Shobana Jeyasingh presents six new short films on interface of dance and academic enquiry

Published: 26 February 2014
Reporter: Vera Liber

Bruise Blood Credit: Nuno Santos

As part of the Knowledge Producers programme, developed by the Cultural Institute at King's College London to support innovative collaborations between academics and cultural practitioners, choreographer Shobana Jeyasingh presented one of her works, Bruise Blood, to six King’s academics with a professional interest in the human body, and asked them to comment from their specialist perspective.

Their personal, insightful and unusual writings became the scripts for six highly-individual film portraits which reveal the academics, their work and dance in a new light.

Each film, shot in locations in and around King's College London, draws attention to unexpected commonalities, connecting ideas across seemingly wide gulfs. Uniting them is the question of how we portray and make sense of the human body—in dance, in science, in a robot-led future and through the lens.

On Friday 21 March from 5:30PM to 7PM in the Anatomy Lecture Theatre, King’s College Strand Campus, London WC1, Shobana Jeyasingh will be in conversation with her King’s academic collaborators after her presentation of Translocations.

Jeyasingh will look back on the connections forged during this journey, and the paths of intrigue that have stemmed from it: what can the neurons of zebra-fish cells teach a choreographer? How does her work provoke new thoughts on the issue of urban displacement?

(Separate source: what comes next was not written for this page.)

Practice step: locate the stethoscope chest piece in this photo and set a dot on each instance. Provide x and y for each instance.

For Translocations, Shobana collaborated with the following KCL academics:

  • Prof Kaspar Althoefer, Professor of Robotics and Intelligent Systems, Head of the Centre for Robotics Research (CoRe), Department of Informatics
  • Dr Johan Andersson, Lecturer in Urban and Cultural ​ Geography
  • Dr Sarah Cooper, Reader in Film Theory and Aesthetics, Head of Department of Film Studies, Deputy Head of the School of Arts and Humanities
  • Dr Thrishantha Nanayakkara, Senior Lecturer, Department of Informatics
  • Dr Paul Sweetman, Senior Lecturer in Culture, Media and Creative Industries
  • Dr Darren Williams, Senior Lecturer, MRC Centre for Developmental Neurobiology.